PATIENTS OPERATED on by a consultant surgeon rather than a junior doctor in training are less likely to develop healthcare-associated infections (HAIs), a leading specialist has said.
Prof Hilary Humphreys, professor of clinical microbiology at the Royal College of Surgeons in Ireland, told a conference in London that infection at the site of a surgical operation was the third most common cause of HAIs in the Republic.
"Measures that can have a beneficial effect in reducing surgical site infections include improved preparation of the patient pre-operatively, aspects of surgical technique during the operative procedure itself and post-operative care," he told doctors attending the Lancet Healthcare Associated Infections conference yesterday.
Surgery involving the colon and rectum (large bowel) was associated with the highest incidence of post-operative infection. And hospitals that carried out larger volumes of surgery had lower rates of surgical infection compared with centres with lower caseloads.
Prof Humphreys said a 2007 study of infection following orthopaedic surgery showed that when consultants carried out hip operations, infection rates were about half those found when non-consultant surgeons carried out the procedure.
"Seniority and experience has a positive impact on reducing surgical site infections," he said.
"A multidisciplinary approach reducing rates of surgical site infection is needed as well as improvements in the surveillance of patients following discharge from hospital."
Speaking to The Irish Times, Dr Kevin Kelliher, assistant national director of population health with the Health Service Executive, said there was a need to recognise how prescribing habits affect HAIs.
"There is an issue around doctors' prescribing habits. Doctors need to take responsibility for a more appropriate and more specific prescribing of antibiotics," he said.
Editor of the Lancet Infectious Diseases journal Dr John McConnell said: "Modern medicine faces few greater challenges than that of HAIs.

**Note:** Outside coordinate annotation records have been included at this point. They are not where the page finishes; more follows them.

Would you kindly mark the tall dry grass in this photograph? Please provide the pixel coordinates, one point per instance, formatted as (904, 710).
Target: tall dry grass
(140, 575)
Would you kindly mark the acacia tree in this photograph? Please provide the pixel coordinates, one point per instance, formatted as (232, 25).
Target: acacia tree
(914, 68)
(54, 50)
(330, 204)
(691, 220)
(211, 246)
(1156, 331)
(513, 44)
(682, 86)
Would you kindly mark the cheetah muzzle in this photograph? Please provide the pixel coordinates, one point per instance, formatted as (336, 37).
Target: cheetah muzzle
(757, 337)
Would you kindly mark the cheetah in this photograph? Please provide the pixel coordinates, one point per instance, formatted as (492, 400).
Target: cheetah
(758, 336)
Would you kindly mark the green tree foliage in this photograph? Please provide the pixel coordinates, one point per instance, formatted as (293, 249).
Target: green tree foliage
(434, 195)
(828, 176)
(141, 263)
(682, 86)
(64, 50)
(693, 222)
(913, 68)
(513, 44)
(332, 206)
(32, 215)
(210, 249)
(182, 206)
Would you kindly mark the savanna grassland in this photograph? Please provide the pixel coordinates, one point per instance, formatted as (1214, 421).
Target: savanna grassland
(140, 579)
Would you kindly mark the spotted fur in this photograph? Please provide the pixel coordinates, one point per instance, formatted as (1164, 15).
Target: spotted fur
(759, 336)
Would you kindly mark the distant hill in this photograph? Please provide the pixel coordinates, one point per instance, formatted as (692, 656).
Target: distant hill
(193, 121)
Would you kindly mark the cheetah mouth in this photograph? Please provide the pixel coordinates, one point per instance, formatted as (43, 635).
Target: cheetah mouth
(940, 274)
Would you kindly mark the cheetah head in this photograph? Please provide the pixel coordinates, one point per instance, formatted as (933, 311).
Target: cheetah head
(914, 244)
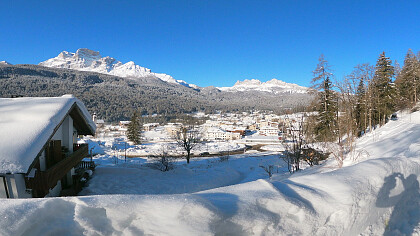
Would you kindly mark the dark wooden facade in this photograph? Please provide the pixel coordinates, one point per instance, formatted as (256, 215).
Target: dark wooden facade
(58, 166)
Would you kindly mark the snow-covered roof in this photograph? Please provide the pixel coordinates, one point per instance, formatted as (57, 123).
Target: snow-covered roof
(27, 123)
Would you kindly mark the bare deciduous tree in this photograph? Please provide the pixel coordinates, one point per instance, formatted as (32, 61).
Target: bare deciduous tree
(294, 143)
(188, 138)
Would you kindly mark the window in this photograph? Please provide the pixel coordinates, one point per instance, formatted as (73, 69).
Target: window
(3, 188)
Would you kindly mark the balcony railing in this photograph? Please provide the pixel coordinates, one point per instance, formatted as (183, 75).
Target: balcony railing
(45, 180)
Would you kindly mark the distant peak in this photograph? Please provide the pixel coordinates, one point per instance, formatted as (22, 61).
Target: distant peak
(89, 60)
(5, 63)
(85, 52)
(248, 82)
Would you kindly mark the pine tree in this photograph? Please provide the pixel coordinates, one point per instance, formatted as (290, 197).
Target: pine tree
(360, 107)
(133, 129)
(326, 128)
(384, 90)
(408, 81)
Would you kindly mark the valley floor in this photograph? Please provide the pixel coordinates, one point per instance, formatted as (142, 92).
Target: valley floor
(376, 192)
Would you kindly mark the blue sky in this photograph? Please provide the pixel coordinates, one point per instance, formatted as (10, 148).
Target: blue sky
(214, 42)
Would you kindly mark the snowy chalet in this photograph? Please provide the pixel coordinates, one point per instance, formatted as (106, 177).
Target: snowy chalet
(38, 152)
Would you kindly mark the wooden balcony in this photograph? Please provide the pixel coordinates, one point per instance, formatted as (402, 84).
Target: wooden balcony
(45, 180)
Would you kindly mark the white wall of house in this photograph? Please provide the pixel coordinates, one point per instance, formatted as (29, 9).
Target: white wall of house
(16, 187)
(55, 192)
(43, 161)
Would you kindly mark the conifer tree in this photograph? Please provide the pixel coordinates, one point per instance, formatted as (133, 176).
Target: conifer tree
(408, 80)
(384, 89)
(326, 127)
(133, 129)
(360, 107)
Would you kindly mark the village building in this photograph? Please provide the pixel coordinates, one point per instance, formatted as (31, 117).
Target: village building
(39, 154)
(269, 131)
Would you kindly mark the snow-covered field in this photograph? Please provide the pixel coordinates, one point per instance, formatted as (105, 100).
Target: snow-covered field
(376, 192)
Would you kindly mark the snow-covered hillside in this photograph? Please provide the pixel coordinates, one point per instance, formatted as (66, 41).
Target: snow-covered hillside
(272, 86)
(376, 192)
(88, 60)
(4, 63)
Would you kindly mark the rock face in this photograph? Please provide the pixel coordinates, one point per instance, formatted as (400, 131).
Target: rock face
(273, 86)
(88, 60)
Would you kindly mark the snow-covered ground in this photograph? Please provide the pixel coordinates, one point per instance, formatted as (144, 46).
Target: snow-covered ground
(376, 192)
(118, 146)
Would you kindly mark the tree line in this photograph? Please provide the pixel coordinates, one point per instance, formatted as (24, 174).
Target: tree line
(345, 109)
(364, 99)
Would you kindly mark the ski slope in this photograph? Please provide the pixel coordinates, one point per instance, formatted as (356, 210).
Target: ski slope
(376, 192)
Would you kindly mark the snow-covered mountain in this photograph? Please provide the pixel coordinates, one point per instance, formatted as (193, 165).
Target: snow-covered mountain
(88, 60)
(272, 86)
(4, 63)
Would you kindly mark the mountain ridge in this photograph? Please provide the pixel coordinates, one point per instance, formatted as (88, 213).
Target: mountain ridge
(89, 60)
(85, 59)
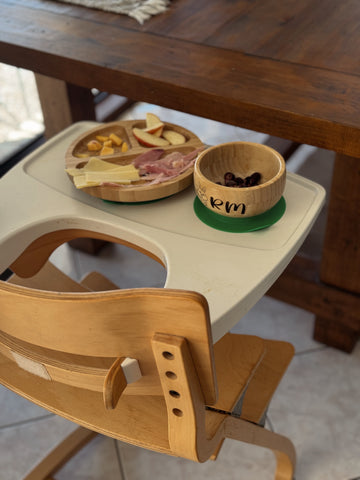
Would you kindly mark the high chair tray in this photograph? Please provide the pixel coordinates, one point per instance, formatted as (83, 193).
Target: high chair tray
(232, 270)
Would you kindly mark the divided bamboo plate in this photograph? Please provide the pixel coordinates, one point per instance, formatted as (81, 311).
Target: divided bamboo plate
(78, 155)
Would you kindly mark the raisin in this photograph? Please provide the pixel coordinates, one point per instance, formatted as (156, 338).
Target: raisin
(229, 176)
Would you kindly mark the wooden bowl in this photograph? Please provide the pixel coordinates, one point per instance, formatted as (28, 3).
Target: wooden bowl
(242, 159)
(78, 155)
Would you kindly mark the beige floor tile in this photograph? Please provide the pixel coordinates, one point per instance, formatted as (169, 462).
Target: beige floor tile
(23, 446)
(16, 409)
(97, 461)
(275, 320)
(236, 461)
(317, 406)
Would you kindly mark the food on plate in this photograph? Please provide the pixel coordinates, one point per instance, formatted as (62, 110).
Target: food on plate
(148, 139)
(149, 168)
(105, 145)
(115, 139)
(157, 169)
(157, 129)
(174, 138)
(97, 172)
(94, 145)
(106, 150)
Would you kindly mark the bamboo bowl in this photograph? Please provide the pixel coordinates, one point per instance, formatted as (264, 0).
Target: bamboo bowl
(242, 159)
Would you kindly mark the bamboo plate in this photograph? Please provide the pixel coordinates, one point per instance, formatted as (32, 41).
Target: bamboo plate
(139, 191)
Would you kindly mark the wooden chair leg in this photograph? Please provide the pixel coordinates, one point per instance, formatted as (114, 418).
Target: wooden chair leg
(62, 453)
(284, 450)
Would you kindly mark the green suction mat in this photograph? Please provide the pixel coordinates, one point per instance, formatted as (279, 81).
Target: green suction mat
(239, 225)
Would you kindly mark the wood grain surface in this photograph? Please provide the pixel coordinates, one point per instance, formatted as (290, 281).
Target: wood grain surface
(287, 70)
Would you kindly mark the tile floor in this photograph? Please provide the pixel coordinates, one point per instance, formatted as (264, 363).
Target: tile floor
(316, 405)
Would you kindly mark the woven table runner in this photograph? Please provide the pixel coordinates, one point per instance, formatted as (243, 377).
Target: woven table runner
(141, 10)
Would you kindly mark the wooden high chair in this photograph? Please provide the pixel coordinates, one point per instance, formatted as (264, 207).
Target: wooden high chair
(137, 365)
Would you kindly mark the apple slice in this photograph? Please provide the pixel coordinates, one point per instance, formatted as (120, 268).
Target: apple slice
(174, 138)
(155, 129)
(151, 120)
(148, 139)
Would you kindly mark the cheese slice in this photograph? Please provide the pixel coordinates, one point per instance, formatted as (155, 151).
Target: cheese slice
(98, 171)
(112, 176)
(98, 165)
(80, 182)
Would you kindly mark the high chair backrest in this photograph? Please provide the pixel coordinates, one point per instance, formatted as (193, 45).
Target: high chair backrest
(90, 334)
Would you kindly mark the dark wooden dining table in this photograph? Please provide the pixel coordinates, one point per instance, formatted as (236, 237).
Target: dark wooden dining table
(289, 69)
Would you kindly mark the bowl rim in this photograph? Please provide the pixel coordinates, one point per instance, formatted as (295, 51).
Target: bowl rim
(280, 173)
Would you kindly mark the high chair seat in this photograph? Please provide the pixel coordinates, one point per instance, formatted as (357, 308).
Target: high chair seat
(197, 394)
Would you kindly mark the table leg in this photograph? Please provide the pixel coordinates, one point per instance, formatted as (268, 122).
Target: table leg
(340, 265)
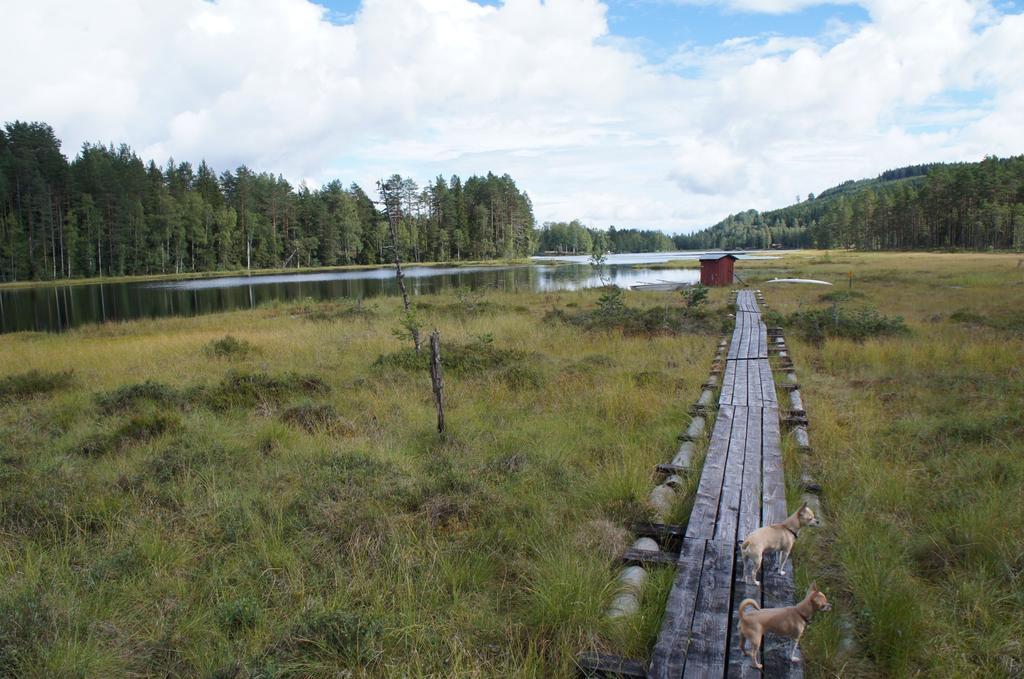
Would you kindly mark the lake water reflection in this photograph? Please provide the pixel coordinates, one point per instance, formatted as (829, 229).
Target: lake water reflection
(59, 307)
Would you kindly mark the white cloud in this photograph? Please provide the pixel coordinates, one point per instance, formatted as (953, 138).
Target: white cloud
(540, 90)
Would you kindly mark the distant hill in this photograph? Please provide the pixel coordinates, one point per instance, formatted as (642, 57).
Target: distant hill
(976, 206)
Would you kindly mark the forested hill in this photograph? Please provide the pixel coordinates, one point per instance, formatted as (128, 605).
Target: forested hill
(109, 213)
(976, 206)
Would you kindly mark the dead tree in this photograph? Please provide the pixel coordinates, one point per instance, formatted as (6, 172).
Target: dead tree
(393, 209)
(437, 379)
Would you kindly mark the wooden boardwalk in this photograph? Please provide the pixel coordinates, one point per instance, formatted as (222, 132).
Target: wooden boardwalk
(741, 487)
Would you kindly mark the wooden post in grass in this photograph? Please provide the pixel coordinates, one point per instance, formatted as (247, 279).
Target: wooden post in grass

In the UK, HAIs are estimated to cost the National Health Service at least £1 billion per year.
"Media attention has increased public pressure to tackle HAIs - a pressure that clinicians, researchers and policymakers must deal with".
Dr Andrew Pearson, consultant epidemiologist at the Communicable Disease Surveillance Centre, London, said the introduction of mandatory antibiotic prescribing in Bristol had contributed to a major drop in the number of cases of Clostridium difficile, the increasing prevalence of which has been linked to the over-prescribing of broad spectrum antibiotics.
The health protection agency expert said the nature of MRSA infection had changed. "We now have a huge mixture of strains in the US, both hospital-acquired and community-acquired", which he predicted would also happen in the UK and Ireland.
Dr Pearson warned that "mega-million pound" lawsuits from healthcare-associated infection would soon appear in the law courts. Looking to the future, he said there was a need for patient involvement, public reporting and legal advocacy to drive down rates of HAIs.
Dr Stephanie Dancer of the Department of Microbiology, Hairmyres Hospital, East Kilbride, Scotland, told the conference that targeted cleaning of hand-touch sites could significantly reduce the infection risk for hospital patients.